Following the 2002 French presidential election, he joined the New Socialist Party. In 2009, he joined the team of Martine Aubry, the then First Secretary of the Socialist Party, accompanying her candidacy in the 2011 French Socialist Party presidential primary.

In 2005, Klein contested a by-election in Meurthe-et-Moselle's 1st constituency, but was defeated by 399 votes by the incumbent Laurent Hénart. In the 2007 French legislative election, Klein stood as a candidate again and lost, obtaining 49.2% of the vote in the Second round. In the 2014 French municipal elections in Nancy, Klein's list was defeated by Laurent Hénart.

Following the accidental death of his mentor Michel Dinet, he replaced him as President of the Departmental Assembly of Meurthe-et-Moselle in 2014, leaving his position as Departmental Vice-President for education and civic innovation on the Departmental Council. In the 2015 French departmental elections, Klein was elected in the Nancy 2 canton, receiving 56.7% of the vote, and returned as President of the Departmental Council.

In 2016, Klein announced his support for Manuel Valls and became one of his spokespersons during the 2017 French Socialist Party presidential primary campaign.

Following the proposal of French Prime Minister Édouard Philippe in 2018, Mathieu Klein was made responsible for a project on the professional integration of beneficiaries of the French welfare benefit Revenu de solidarité active with Claire Pitollat.

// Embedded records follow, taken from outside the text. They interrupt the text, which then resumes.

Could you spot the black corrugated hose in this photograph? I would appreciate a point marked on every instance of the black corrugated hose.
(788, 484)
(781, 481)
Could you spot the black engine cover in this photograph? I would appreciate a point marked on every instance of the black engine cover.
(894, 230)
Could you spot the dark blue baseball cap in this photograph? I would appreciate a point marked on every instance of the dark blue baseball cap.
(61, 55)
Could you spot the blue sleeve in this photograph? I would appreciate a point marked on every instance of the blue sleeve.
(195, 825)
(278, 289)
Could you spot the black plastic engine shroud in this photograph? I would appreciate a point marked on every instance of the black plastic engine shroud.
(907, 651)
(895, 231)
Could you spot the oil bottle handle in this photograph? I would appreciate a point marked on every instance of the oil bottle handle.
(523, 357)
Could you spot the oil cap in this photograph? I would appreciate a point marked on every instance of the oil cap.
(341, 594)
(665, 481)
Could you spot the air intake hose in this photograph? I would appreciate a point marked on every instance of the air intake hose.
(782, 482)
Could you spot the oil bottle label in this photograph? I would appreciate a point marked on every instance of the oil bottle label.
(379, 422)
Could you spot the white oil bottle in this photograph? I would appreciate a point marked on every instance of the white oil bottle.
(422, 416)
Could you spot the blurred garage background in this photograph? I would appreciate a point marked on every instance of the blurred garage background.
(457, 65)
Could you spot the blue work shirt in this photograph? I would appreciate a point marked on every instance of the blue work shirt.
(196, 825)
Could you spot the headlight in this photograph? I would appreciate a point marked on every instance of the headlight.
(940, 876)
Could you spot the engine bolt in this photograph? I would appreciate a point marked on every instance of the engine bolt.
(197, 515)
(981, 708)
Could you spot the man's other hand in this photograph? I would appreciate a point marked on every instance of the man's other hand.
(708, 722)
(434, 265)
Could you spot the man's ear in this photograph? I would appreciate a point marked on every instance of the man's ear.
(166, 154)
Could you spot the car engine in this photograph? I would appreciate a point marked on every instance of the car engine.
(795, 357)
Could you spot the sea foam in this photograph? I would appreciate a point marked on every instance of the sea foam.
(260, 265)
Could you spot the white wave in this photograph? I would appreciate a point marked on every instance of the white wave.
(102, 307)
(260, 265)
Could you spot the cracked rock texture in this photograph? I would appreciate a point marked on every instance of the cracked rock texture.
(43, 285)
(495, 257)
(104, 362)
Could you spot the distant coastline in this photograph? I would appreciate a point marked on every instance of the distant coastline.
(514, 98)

In October 2018, Klein refused a ministerial position in Second Philippe government.

In the 2020 French municipal elections in Nancy, Klein headed the Nancy en grand list of the Socialist Party, which took its First place in the First round on 15 March 2020, with 37.9% of the vote. Following this result, Klein merged his list with that of Europe Ecology – The Greens. In the Second round, held on 28 June 2020, Klein prevailed with 54.5% of the vote. He was confirmed as Mayor on 15 July 2020 by 43 votes in the municipal council of Nancy, becoming the first left-wing person to exercise this mandate since the end of the Second World War. He is seconded by twenty adjoints au maire.

== Personal life ==
Mathieu Klein is a gay man and is involved with associations which are engaged in the fight against homophobia. He is married to a general practitioner and the couple has three children.